Erwarten Sie Preiserhöhungen im kommenden Jahr? Der österreichische Handel wird ja immer von Verbraucherschützern dafür kritisiert, dass Produkte mehr als zum Beispiel in Deutschland kosten.

René Tritscher: Es kann nicht sein, dass neue Steuern und Abgaben eingeführt werden und der Handel letztendlich als Buh-Mann dasteht, weil die Preise höher sind als etwa in Deutschland, wenn völlig andere Faktoren für die Preisbildung verantwortlich sind und am Ende des Tages eine Marge für den Händler übrig bleiben soll. Es werden immer wieder neue Belastungen von der Öffentlichen Hand erfunden, die in der Preiskalkulation im Handel Eingang finden müssen. Händler müssen die Vielzahl kleiner Abgaben, zum Beispiel die Erhöhung der U-Bahn-Steuer in Wien, mit einkalkulieren, ebenso wie die Lohnsteigerungen jedes Jahr. Der Druck auf die Händler steigt natürlich durch solche Abgaben. Es ist eine Illusion zu glauben, dass der Handel die Abgaben abfangen kann. Der Produktpreis ist auch ein Ergebnis der Vielzahl an Belastungen, die ein Händler tragen muss - wenn er sie überhaupt im Produktpreis unterbringt. Bei einem derartigen Wettbewerb wie beispielsweise im heimischen Lebensmittel- oder Drogeriehandel können Unternehmen gar nicht die Abgaben eins zu eins an Konsumenten weitergeben.

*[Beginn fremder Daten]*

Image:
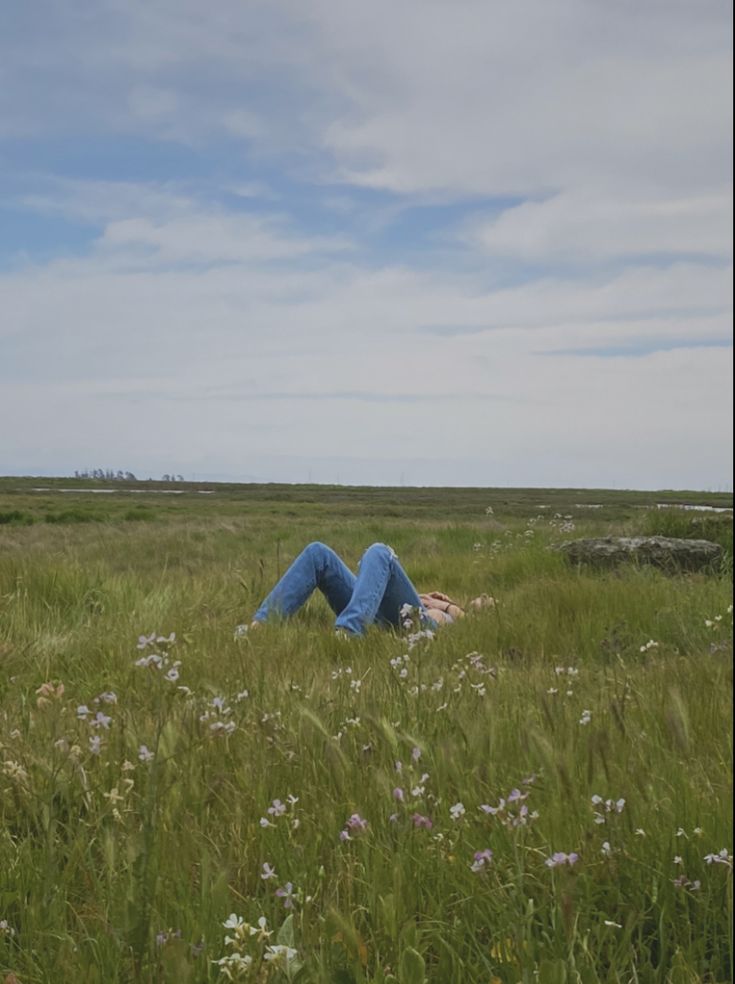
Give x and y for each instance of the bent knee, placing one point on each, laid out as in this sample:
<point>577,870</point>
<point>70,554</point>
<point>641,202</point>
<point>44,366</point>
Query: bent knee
<point>380,549</point>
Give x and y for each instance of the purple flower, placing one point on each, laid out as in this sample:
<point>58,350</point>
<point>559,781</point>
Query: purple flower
<point>286,893</point>
<point>493,810</point>
<point>560,857</point>
<point>356,824</point>
<point>481,859</point>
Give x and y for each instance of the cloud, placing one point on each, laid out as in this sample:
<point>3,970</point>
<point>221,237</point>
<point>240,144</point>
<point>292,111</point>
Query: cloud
<point>584,227</point>
<point>282,297</point>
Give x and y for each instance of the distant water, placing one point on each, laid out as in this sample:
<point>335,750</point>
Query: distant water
<point>129,491</point>
<point>677,505</point>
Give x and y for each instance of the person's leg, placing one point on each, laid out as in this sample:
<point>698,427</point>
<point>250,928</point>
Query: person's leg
<point>381,589</point>
<point>317,566</point>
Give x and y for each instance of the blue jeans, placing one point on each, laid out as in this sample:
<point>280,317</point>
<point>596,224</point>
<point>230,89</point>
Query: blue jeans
<point>375,595</point>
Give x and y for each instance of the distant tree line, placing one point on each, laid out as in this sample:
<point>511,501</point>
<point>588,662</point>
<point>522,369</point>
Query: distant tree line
<point>109,475</point>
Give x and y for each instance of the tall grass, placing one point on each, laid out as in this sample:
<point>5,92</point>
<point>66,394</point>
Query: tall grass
<point>120,862</point>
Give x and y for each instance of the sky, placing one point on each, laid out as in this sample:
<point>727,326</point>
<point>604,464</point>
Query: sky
<point>404,242</point>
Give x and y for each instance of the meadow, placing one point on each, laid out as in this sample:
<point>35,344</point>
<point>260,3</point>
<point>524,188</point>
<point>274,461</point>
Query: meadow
<point>540,793</point>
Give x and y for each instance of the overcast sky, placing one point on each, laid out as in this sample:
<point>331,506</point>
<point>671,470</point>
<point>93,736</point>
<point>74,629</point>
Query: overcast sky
<point>466,242</point>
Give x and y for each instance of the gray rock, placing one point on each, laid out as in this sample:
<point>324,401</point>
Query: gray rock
<point>667,553</point>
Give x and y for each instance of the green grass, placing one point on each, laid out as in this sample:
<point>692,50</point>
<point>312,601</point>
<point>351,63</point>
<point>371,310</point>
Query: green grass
<point>114,869</point>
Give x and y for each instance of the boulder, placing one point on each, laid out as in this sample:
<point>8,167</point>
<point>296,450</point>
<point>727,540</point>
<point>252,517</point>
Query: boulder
<point>667,553</point>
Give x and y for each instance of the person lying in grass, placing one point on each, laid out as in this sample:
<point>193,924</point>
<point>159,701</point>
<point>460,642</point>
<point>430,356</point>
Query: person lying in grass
<point>379,594</point>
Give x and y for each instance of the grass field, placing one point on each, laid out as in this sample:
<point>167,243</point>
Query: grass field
<point>541,793</point>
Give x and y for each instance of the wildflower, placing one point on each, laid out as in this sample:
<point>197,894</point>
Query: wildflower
<point>493,810</point>
<point>286,893</point>
<point>279,954</point>
<point>101,720</point>
<point>560,858</point>
<point>722,857</point>
<point>480,859</point>
<point>237,963</point>
<point>14,770</point>
<point>357,823</point>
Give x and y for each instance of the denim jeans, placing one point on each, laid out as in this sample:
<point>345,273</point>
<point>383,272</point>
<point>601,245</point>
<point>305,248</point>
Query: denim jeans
<point>375,595</point>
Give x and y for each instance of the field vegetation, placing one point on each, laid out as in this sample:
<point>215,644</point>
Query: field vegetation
<point>540,793</point>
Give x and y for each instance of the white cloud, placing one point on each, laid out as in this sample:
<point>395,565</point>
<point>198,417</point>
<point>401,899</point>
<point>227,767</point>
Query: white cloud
<point>235,340</point>
<point>582,226</point>
<point>216,368</point>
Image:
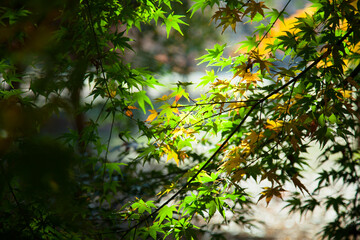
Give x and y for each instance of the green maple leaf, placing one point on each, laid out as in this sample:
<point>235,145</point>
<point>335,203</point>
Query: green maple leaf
<point>166,212</point>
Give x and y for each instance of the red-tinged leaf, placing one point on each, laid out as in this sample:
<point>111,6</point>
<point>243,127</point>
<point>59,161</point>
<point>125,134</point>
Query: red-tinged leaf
<point>152,116</point>
<point>128,111</point>
<point>177,97</point>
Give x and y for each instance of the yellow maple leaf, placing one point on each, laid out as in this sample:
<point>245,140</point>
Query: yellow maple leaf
<point>269,192</point>
<point>152,116</point>
<point>274,125</point>
<point>346,94</point>
<point>171,154</point>
<point>250,78</point>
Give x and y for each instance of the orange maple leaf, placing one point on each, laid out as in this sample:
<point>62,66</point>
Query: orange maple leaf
<point>152,116</point>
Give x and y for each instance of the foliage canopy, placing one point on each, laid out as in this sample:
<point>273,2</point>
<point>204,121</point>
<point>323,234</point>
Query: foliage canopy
<point>292,84</point>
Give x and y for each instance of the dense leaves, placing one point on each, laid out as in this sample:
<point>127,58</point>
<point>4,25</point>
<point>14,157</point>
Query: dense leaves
<point>107,171</point>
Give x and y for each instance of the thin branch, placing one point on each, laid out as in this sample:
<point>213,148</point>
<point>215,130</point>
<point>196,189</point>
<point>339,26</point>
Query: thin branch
<point>272,25</point>
<point>307,69</point>
<point>213,103</point>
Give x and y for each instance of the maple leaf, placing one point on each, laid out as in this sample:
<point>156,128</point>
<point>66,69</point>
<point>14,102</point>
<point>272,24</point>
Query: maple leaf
<point>171,154</point>
<point>236,106</point>
<point>263,64</point>
<point>298,184</point>
<point>274,125</point>
<point>173,21</point>
<point>168,188</point>
<point>270,192</point>
<point>152,116</point>
<point>271,176</point>
<point>235,158</point>
<point>228,17</point>
<point>128,111</point>
<point>238,175</point>
<point>250,78</point>
<point>163,98</point>
<point>255,7</point>
<point>253,137</point>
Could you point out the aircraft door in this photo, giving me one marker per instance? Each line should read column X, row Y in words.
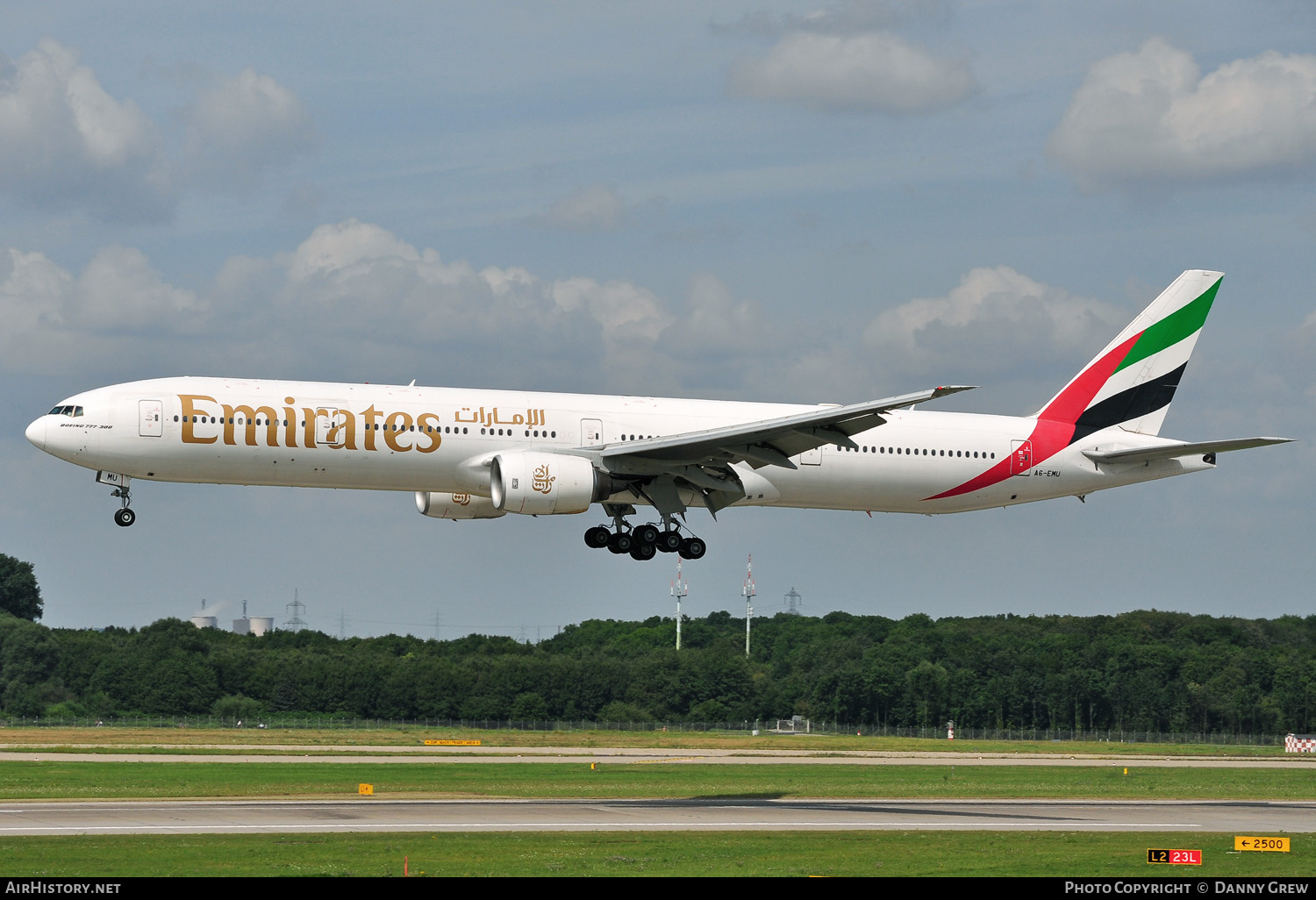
column 1020, row 457
column 150, row 418
column 332, row 426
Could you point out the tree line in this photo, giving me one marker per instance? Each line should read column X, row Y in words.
column 1142, row 670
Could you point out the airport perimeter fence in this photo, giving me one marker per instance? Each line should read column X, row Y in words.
column 763, row 726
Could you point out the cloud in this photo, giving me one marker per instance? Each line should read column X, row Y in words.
column 995, row 323
column 1150, row 116
column 597, row 208
column 876, row 71
column 118, row 307
column 66, row 142
column 354, row 302
column 240, row 128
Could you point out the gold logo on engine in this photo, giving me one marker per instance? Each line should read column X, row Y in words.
column 542, row 481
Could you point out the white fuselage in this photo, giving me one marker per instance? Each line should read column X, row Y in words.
column 418, row 439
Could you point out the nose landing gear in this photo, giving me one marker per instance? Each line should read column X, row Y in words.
column 123, row 516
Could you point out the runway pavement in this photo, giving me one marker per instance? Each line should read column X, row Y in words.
column 757, row 757
column 378, row 815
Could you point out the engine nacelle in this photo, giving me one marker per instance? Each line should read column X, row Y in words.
column 545, row 483
column 455, row 505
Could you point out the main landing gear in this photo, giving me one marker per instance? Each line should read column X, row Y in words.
column 642, row 541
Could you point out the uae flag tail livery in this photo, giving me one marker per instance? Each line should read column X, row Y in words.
column 478, row 454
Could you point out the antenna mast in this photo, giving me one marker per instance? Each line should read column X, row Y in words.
column 295, row 610
column 678, row 589
column 747, row 592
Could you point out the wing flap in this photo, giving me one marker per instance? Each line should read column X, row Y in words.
column 773, row 441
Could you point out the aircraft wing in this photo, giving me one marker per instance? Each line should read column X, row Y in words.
column 1176, row 450
column 766, row 442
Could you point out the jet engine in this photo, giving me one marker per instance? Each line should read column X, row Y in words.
column 547, row 483
column 455, row 505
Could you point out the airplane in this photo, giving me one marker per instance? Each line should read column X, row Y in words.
column 470, row 454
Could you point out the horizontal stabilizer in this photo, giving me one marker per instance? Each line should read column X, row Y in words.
column 1176, row 450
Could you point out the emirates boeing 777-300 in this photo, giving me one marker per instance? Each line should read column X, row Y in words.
column 468, row 453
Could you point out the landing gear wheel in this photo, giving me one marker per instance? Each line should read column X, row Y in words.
column 692, row 547
column 669, row 541
column 647, row 534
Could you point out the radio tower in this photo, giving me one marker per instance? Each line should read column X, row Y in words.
column 747, row 592
column 792, row 602
column 678, row 589
column 295, row 610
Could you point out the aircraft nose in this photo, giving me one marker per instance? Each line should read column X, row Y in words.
column 37, row 433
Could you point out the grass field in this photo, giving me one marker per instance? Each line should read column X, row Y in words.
column 141, row 739
column 640, row 853
column 25, row 781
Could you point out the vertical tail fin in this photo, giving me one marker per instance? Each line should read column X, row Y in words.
column 1132, row 381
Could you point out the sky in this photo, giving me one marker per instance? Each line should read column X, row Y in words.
column 781, row 202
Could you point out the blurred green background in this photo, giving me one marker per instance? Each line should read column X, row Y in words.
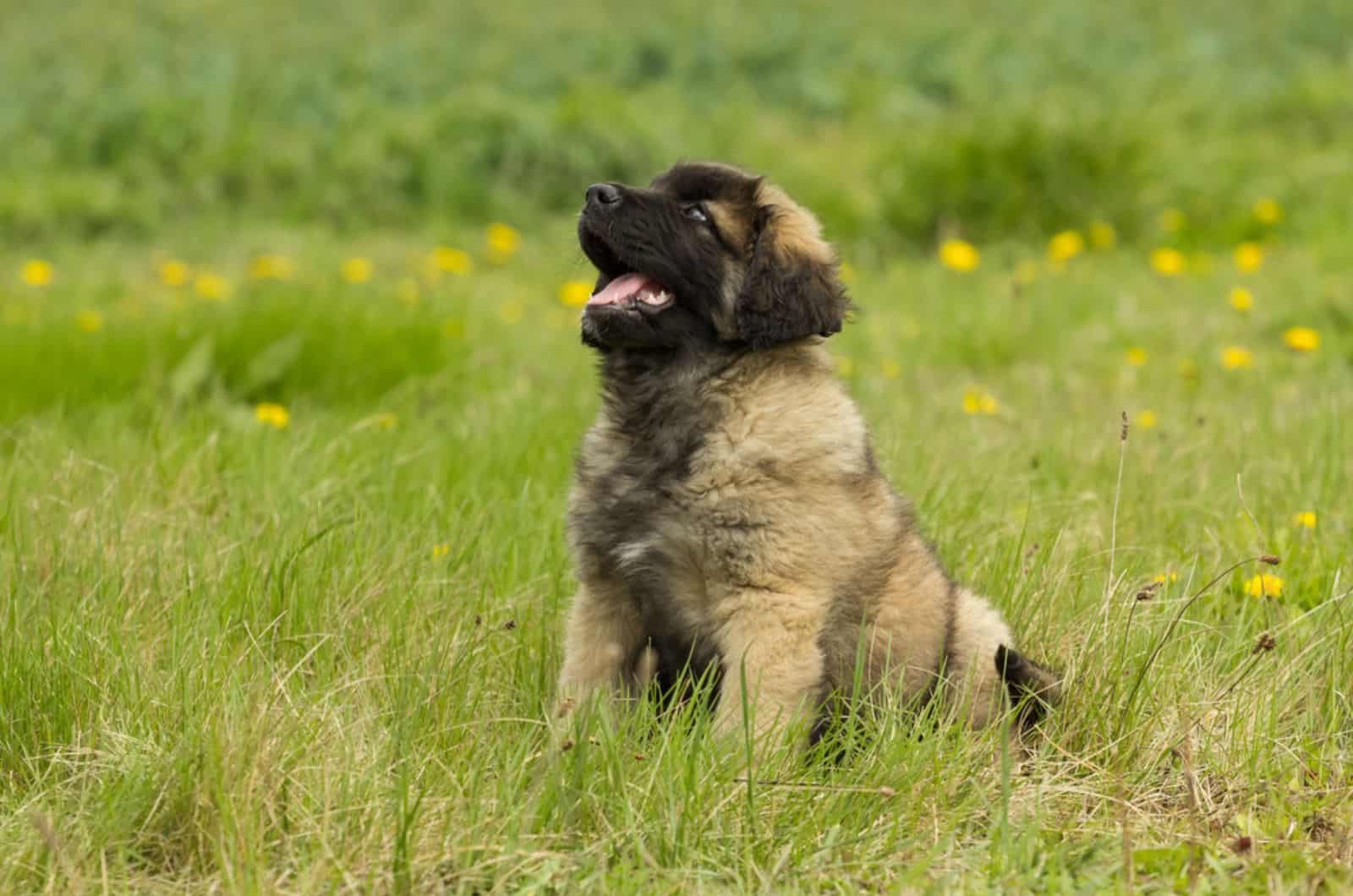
column 1007, row 119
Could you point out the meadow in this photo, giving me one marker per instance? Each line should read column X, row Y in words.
column 290, row 389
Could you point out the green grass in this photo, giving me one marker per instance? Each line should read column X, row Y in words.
column 317, row 658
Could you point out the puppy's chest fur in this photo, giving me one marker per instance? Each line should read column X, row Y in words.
column 701, row 484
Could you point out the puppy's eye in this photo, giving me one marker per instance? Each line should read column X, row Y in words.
column 696, row 213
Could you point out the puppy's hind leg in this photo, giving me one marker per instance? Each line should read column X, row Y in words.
column 985, row 673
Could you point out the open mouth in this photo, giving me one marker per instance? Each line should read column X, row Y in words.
column 631, row 292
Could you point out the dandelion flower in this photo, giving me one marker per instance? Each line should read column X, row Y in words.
column 1249, row 256
column 1174, row 221
column 444, row 259
column 504, row 243
column 408, row 292
column 958, row 254
column 1264, row 585
column 1302, row 339
column 1065, row 245
column 37, row 272
column 356, row 270
column 271, row 267
column 978, row 402
column 1268, row 211
column 175, row 272
column 1235, row 358
column 1168, row 261
column 272, row 414
column 574, row 294
column 1103, row 234
column 211, row 286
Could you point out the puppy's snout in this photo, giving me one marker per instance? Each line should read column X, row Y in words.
column 602, row 195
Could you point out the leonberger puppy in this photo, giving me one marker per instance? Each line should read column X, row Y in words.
column 728, row 515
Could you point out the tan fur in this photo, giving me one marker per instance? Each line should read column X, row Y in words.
column 785, row 546
column 797, row 232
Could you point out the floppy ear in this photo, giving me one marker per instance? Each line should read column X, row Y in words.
column 791, row 288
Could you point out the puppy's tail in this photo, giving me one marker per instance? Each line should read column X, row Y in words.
column 1033, row 688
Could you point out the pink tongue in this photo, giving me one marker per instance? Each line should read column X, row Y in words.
column 622, row 288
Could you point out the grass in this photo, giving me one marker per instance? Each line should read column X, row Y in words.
column 317, row 658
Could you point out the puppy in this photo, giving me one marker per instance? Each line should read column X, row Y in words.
column 728, row 515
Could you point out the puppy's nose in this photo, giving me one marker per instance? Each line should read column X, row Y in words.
column 602, row 195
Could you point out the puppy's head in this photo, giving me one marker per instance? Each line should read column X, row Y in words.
column 705, row 254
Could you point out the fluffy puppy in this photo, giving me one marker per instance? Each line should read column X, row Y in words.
column 728, row 515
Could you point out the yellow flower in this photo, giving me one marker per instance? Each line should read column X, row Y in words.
column 504, row 241
column 958, row 254
column 1249, row 256
column 408, row 292
column 272, row 414
column 1065, row 245
column 575, row 294
column 1268, row 211
column 978, row 402
column 37, row 272
column 1235, row 358
column 271, row 267
column 211, row 286
column 356, row 270
column 175, row 272
column 1168, row 261
column 1302, row 339
column 452, row 260
column 1103, row 234
column 1264, row 585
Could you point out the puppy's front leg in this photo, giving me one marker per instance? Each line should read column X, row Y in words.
column 604, row 636
column 770, row 641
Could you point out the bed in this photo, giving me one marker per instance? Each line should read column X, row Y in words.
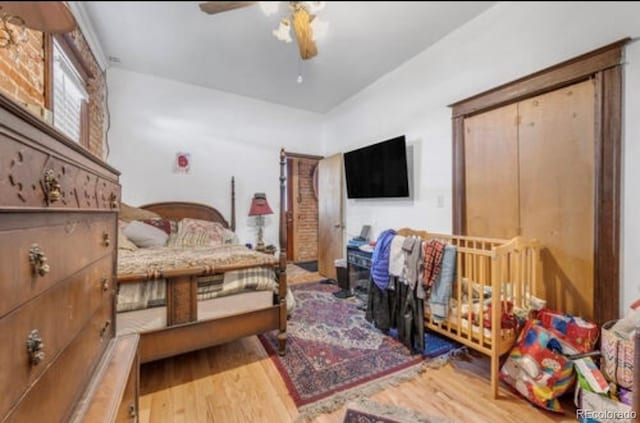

Haben Sie ein Rezept, um aussterbende Nebeneinkaufsstraßen und Ortskerne wiederzubeleben?

Lorentschitsch: Der Trend geht derzeit zum Einkaufen in Einkaufszentren und großen Einkaufsstraßen. Wir werden alles dafür tun, dass klassische Nahversorger und kleine Geschäfte ebenfalls am Leben bleiben. Die Nahversorger tragen maßgeblich zur Lebensqualität der Menschen bei. Am Land sind die Postpartnerschaften ein gelungenes Beispiel dafür, wie man Nahversorger und kleine Geschäfte unterstützen kann. Mittlerweile gibt es 1270 Postpartner in ganz Österreich, und die Zahl nimmt weiterhin zu. Das ist ein erster Schritt in eine positive Richtung.

Tritscher: Man muss unkonventionelle Wege gehen wie beispielsweise bei der Postpartnerschaft. Der Händler stellt einen sozialen Marktplatz und Treffpunkt in  einer Gemeinde oder in Städten dar. Hier unterstützen wir Händler, neue Dienstleistungen anbieten zu können. Darüber hinaus gibt es sehr viele Initiativen der Einkaufsstraßen – nicht nur in Wien, sondern auch in vielen Bezirksstädten -  wo gemeinsames Marketing und gemeinsame Aktionen koordiniert werden. Wir glauben aber auch, dass man Rahmenbedingungen schaffen muss, dass es sich eben nicht rechnet, einfach ein Einkaufszentrum zu bauen, sondern dass man über die Gemeindegrenzen in der Lokalpolitik denkt. Wir schlagen den interkommunalen Finanzausgleich vor, sodass die Politiker nicht nur das Budget  ihrer Gemeinde sehen. Derzeit ist jeder Lokalpolitiker gezwungen, möglichst viel Verkaufsfläche in seiner Gemeinde zu schaffen, weil es Kommunalabgaben bringt und das Budget erhöht. Wir brauchen aber eine stärkere Zusammenarbeit über die Gemeinde- und Bezirksgrenzen hinaus. Sonst ist der Anreiz von Bürgermeistern gleich null, auf andere Gemeinden Rücksicht zu nehmen.